On guettait impatiemment Mireille Delunsch dans le rôle-titre de l’ouvrage de Janacek, à l’occasion de la reprise à Bordeaux d’une Jenufa déjà présentée à Monte-Carlo avec une distribution différente. La soprano suscite l’enthousiasme par la douleur poignante, la noblesse rayonnante qu’elle transmet, incarnant l’héroïne avec une expression intense tant sur le plan physique que vocal. Une traversée inexorable où la douleur se transmue in fine en un optimisme réconfortant bien dans l’esprit de Janacek.

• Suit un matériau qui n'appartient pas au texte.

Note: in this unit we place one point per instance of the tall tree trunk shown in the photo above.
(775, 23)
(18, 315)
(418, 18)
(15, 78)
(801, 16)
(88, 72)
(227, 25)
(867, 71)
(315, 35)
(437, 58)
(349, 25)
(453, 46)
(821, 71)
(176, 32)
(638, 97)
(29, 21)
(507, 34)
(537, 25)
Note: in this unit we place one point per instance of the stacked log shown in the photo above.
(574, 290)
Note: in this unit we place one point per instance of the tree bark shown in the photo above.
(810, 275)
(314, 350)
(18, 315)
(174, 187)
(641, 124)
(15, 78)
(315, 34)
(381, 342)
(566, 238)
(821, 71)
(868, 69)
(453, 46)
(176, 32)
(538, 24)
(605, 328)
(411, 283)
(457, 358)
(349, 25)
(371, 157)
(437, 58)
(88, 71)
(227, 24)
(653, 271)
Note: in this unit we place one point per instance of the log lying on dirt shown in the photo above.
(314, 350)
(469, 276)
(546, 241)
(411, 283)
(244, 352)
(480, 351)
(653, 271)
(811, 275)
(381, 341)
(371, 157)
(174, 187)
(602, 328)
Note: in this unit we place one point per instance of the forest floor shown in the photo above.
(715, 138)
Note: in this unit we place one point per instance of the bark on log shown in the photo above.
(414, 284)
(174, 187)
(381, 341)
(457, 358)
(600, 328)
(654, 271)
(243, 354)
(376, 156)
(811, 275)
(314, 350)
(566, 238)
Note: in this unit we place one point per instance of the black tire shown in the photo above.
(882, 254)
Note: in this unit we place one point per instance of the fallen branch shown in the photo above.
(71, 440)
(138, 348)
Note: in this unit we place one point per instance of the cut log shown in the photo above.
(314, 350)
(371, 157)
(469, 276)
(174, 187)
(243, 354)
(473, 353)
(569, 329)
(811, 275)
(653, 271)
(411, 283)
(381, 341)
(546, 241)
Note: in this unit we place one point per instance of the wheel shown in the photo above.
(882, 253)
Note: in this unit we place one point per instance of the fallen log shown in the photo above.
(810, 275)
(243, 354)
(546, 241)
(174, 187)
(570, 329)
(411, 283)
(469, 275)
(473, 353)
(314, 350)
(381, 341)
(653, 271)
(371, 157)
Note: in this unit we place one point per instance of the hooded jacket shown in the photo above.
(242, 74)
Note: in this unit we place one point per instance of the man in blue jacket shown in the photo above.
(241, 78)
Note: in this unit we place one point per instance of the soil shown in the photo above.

A ses côtés, l’Australien Stuart Skelton (Laca) se révèle rustre à souhait dans le personnage de l’amoureux transi dont la générosité et la bonté triompheront des embûches semées par le bellâtre Steva (l’excellent ténor Gregory Turay) qui abandonne Jenufa et son enfant. Très impressionnante en Kostelnicka, Hedwig Fassbender donne la pleine mesure du personnage de la Sacristine, crevant l’écran par sa voix aux aigus remarquablement nets et projetés, ainsi que par l’émotion transmise à ce personnage tragique rongé par le remords après qu’elle a tué le nouveau-né.

Plus fragile, la vieille grand-mère Buryja de Sheila Nadler a l’excuse d’interpréter une femme touchée par l’âge tandis que les personnages secondaires (le Maire du baryton Jean-Philippe Marlière, sa femme la mezzo-soprano Marie-Thérèse Keller, leur fille la soprano Laure Crumière et surtout le Contremaître du moulin le baryton-basse Jean-Manuel Candenot) contribuent à entretenir la vitalité de scènes enlevées avec verve et saveur.

La mise en scène de Friedrich Meyer-Oertel, d’un réalisme paysan un peu connoté (proche de La Fiancée vendue de Smetana), a le mérite de respecter la trame narrative sans toutefois s’immerger dans les tréfonds de la psychologie comme l’avait si bien fait Stéphane Braunschweig au Théâtre du Châtelet en 1996. L’insistance à vouloir surligner les gestes de la vie quotidienne ne nuit pourtant pas à la progression dramatique et au dynamisme soutenu de l’action. Les éclairages dosés de Hans Haas créent des climats expressionnistes et découpent des ombres et des lumières très suggestives.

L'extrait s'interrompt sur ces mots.